ABSTRACT
This article is based on a study carried out in Sao Paolo, Brazil, from 1983 to 1986 among male homosexuals. It deals with the various practices and life-styles which constitute the homosexual world in Sao Paulo, and questions regarding AIDS. An analysis is made of the contrasting biographies of two patients suffering from the AIDS virus. The emphasis will be placed on the evolution of the illness and the changes in values that occur during this period. The ways in which the sexual life-style adopted prior to the illness influences the individual social course or mobility [i.e., trajectory] of the inflicted person will also be illustrated.

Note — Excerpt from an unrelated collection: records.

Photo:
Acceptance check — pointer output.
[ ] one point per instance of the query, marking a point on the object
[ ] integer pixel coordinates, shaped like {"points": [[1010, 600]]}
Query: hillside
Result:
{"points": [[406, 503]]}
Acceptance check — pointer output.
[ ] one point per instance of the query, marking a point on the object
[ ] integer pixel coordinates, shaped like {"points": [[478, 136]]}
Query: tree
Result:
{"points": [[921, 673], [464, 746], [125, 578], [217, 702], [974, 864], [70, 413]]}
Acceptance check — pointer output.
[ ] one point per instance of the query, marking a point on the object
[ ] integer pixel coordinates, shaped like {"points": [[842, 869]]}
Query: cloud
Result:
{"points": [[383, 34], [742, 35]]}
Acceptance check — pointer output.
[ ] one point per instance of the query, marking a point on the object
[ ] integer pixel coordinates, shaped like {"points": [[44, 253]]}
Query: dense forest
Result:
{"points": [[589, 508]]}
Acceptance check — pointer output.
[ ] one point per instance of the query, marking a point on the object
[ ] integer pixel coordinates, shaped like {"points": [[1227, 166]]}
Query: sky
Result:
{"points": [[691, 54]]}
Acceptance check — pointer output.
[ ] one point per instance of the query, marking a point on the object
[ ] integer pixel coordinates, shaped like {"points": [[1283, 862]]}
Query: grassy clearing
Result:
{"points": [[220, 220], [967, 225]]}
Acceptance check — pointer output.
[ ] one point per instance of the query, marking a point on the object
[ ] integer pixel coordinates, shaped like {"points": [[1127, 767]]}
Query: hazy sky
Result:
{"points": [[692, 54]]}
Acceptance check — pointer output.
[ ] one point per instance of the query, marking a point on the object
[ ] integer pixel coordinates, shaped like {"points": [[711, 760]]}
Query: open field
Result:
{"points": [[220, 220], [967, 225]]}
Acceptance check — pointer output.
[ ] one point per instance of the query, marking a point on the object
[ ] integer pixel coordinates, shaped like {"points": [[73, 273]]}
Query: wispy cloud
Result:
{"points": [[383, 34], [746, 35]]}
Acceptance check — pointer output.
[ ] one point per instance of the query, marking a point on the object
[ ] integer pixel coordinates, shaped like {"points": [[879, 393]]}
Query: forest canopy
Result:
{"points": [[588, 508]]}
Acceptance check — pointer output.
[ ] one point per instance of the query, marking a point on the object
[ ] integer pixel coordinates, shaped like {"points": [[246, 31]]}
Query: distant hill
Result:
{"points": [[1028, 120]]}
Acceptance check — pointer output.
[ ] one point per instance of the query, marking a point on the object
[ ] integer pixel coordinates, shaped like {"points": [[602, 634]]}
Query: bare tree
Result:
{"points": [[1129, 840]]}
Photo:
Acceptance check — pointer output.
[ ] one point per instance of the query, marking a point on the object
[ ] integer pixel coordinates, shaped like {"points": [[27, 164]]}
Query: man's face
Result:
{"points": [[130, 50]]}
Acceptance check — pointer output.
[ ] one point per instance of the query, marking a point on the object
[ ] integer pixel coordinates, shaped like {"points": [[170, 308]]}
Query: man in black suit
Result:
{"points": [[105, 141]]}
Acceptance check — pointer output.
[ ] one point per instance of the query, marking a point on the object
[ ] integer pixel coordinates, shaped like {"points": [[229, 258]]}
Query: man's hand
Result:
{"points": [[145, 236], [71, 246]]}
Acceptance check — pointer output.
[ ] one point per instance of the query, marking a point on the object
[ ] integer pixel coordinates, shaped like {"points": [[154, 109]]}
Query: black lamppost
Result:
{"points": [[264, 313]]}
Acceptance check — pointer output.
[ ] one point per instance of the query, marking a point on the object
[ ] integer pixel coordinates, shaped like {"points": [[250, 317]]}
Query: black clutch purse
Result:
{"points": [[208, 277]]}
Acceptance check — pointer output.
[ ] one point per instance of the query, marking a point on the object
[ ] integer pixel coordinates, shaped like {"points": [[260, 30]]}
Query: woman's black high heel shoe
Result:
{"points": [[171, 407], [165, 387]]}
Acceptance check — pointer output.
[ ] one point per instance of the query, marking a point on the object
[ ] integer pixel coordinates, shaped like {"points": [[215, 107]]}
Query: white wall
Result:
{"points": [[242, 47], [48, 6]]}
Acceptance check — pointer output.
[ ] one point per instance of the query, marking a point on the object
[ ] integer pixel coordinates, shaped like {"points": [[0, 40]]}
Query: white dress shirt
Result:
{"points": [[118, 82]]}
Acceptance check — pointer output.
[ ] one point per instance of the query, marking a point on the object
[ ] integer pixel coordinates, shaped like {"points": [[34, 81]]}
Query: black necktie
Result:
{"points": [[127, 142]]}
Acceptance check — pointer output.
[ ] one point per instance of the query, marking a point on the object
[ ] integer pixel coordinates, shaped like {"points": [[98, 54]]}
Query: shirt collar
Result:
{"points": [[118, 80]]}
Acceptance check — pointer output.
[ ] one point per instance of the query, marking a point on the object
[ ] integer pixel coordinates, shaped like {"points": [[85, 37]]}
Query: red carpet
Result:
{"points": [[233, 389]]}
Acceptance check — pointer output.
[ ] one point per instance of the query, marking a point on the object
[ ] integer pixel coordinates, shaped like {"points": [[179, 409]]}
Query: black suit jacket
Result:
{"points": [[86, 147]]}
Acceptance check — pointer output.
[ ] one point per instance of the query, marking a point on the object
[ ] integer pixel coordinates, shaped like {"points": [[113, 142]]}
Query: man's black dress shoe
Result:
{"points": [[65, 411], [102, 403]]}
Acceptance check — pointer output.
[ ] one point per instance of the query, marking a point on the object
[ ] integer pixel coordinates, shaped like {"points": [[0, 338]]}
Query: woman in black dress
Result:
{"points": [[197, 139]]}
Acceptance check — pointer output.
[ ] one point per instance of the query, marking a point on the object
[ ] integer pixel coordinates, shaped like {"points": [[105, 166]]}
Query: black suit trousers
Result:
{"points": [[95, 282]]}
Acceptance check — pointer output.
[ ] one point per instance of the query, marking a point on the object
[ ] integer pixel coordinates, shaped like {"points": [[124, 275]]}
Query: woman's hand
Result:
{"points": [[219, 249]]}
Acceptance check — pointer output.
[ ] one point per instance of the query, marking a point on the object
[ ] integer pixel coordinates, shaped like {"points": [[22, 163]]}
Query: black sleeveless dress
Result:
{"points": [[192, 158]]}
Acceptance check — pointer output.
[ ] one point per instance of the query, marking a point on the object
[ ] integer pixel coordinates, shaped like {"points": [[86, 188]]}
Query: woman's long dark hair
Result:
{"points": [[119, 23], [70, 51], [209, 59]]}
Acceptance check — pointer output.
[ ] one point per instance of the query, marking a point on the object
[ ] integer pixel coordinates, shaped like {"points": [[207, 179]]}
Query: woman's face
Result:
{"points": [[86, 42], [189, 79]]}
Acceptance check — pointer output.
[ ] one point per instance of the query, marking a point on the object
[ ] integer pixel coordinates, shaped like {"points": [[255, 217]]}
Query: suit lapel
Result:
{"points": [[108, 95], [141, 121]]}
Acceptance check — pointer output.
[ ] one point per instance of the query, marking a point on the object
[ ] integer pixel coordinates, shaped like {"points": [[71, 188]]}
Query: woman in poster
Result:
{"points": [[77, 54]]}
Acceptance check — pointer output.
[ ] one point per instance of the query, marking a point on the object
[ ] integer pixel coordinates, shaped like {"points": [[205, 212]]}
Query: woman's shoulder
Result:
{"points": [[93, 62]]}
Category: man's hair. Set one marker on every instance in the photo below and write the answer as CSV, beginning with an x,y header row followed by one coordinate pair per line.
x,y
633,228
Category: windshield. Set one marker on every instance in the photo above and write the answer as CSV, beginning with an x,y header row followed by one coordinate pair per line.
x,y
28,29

PIP: MC and KR are two young men who were living with AIDS in Sao Paulo, Brazil, during 1983-86. MC is a 25-year old son of Italian immigrants and KR is a 24-year old grandson of German immigrants. MC attained a relative degree of professional success by working as an airline steward, while KR was never really able to secure and maintain full-time, gainful employment. The author describes how being diagnosed and living with AIDS changed their lives and the way in which they perceive themselves. As a steward, MC traveled extensively to Europe and the US where he frequented the best gay clubs and saunas. He was open and proud of his homosexuality. Being diagnosed with AIDS and going through its sequelae of morbidity and lost income and productivity, however, changed this self-perception. MC began to deny his homosexuality, embraced religion, and avoided talking about his past. In so doing, he distanced himself from all that was responsible for his currently painful experiences. KR, however, had lived a very modest suburban life, having sexual relations with men in the city for money when the need and desire motivated him. KR enjoyed sex with men, but hated being homosexual. He had therefore denied his homosexuality and hid it from as many people as possible. As it did for MC, diagnosis and hospitalization with AIDS changed KR's life. KR's life, however, changed for the better. Once back at home out of the hospital, KR began telling everyone that he had AIDS. A well-known weekly doing a story on AIDS subsequently used a photo of KR for its cover and began paying KR a minimum salary. For the first time in his life, KR gained notoriety and began receiving affection from a broad segment of the community. KR had achieved some degree of success. KR explained that facing death gave him a newfound openness and the ability to stop considering all that is relative as absolute, such as sexuality, the family, sin, and friendship. Death became the only absolute. MC therefore fell from success to failure, while the opposite was true for KR. Both had been role models for their brothers. Once that role was compromised, the brothers rejected MC and KR. The author notes how individuals, once confronted with situations which fall outside the ordinary social world, are obliged to reconstruct and reinterpret their new situation, and suggests to what extent AIDS becomes a determining factor in recognizing and accepting homosexuality.